To address the challenge of transfer learning for molecular property prediction, we propose a simple, fast, and effective Principal Gradient-based Measurement (PGM) to quantify the transferability from the source property to the target property (Figure 1). First, inspired by the predictive role of gradients in capturing intrinsic task-related characteristics for model optimization, we design a restart scheme to calculate a principal gradient in an optimization-free manner. The distance between the principal gradient obtained from model training on the source dataset and that derived from the target dataset indicates transferability. Second, we build a quantitative transferability map by performing PGM on various molecular property prediction datasets to show the inter-property correlations in property space distribution. The map is extensible and can be a reference standard for transfer learning in molecular property prediction, even when applied to a few target samples. Third, through the map, we can capture and transfer the most desirable source dataset for the given target dataset, so as to promote performance on the target task and avoid negative transfer.

Figure 1. Illustration of Principal Gradient-based Measurement (PGM) for guiding transfer learning in molecular property prediction.

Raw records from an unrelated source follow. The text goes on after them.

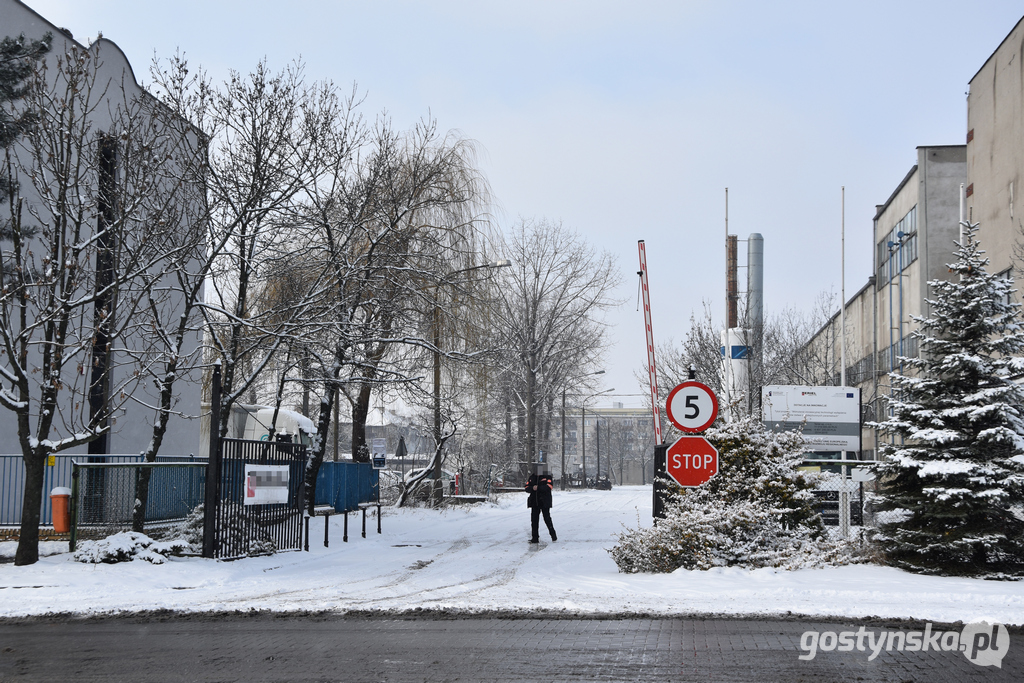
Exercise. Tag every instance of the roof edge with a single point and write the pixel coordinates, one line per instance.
(995, 50)
(900, 186)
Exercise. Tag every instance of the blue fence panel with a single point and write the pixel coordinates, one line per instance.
(58, 474)
(345, 484)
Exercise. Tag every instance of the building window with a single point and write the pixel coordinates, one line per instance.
(896, 252)
(1007, 274)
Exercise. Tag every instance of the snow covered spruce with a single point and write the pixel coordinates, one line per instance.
(757, 512)
(953, 468)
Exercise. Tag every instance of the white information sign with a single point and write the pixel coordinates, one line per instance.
(829, 416)
(265, 484)
(378, 454)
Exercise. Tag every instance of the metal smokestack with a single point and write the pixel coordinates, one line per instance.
(756, 307)
(732, 289)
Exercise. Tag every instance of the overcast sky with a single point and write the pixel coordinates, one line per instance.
(628, 120)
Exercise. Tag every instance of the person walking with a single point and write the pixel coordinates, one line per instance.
(540, 486)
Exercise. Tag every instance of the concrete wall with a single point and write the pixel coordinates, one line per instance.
(995, 148)
(930, 189)
(132, 425)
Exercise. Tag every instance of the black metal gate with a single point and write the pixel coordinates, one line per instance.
(242, 529)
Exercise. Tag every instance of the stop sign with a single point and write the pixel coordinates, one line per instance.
(691, 461)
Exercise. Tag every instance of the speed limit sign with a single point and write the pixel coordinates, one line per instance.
(691, 407)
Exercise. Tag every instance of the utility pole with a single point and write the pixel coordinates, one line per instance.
(563, 439)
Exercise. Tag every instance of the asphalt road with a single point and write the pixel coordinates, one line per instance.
(263, 647)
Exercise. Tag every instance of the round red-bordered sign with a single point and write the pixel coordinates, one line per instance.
(691, 407)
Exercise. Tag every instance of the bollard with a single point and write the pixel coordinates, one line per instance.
(59, 499)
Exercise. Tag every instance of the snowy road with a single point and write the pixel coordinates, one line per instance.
(476, 559)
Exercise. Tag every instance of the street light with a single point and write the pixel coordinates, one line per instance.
(599, 372)
(438, 491)
(584, 420)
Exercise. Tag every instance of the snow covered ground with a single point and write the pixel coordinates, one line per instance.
(477, 559)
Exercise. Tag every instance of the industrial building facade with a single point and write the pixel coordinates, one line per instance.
(915, 229)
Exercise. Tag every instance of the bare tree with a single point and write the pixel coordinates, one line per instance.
(550, 314)
(389, 217)
(91, 220)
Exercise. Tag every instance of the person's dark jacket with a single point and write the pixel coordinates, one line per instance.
(542, 497)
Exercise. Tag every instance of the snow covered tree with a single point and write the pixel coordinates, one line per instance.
(954, 467)
(757, 511)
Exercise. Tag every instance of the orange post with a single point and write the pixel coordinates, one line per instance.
(60, 504)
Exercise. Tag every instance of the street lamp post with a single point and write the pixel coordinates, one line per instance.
(599, 372)
(438, 491)
(584, 420)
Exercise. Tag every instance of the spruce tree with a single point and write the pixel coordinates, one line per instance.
(953, 468)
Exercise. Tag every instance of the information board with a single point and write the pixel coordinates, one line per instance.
(829, 416)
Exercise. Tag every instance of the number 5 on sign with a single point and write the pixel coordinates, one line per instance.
(691, 407)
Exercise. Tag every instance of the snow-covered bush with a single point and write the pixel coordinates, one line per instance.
(128, 546)
(953, 468)
(757, 511)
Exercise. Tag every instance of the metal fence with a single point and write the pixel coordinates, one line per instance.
(250, 529)
(57, 474)
(107, 498)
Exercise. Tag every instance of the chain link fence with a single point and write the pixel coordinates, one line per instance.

We evaluate PGM thoroughly on 12 benchmark datasets from MoleculeNet with various molecular property prediction tasks. We build a quantitative transferability map to intuitively observe the task-relatedness between these molecular property prediction datasets. Then we perform a transferability map-guided cross-task transfer learning strategy. Specifically, each of the 12 datasets is used as the target dataset, while the remaining 11 datasets are employed as source datasets, as described below. Initially, the model is trained on each source dataset to obtain pre-trained models. Subsequently, each of these pre-trained models is fine-tuned on the target dataset. As depicted in Figure 2, a significant correlation between the predicted transferability and the transfer learning performance across various tasks can be observed.

Figure 2. Comparison of the PGM distance and the transfer performance on the 12 target datasets.

Furthermore, we expand the transferability map's application from the above properties to subtasks within them. We also investigate the effectiveness of each module in PGM by conducting ablation studies focusing on three key areas: the computation efficiency of PGM, its performance relative to the size of the target dataset, and its behavior in relation to varying dataset sizes across different tasks. As resulted, the proposed approach can serve as fast and effective guidance to enhance the transfer performance of molecular property prediction.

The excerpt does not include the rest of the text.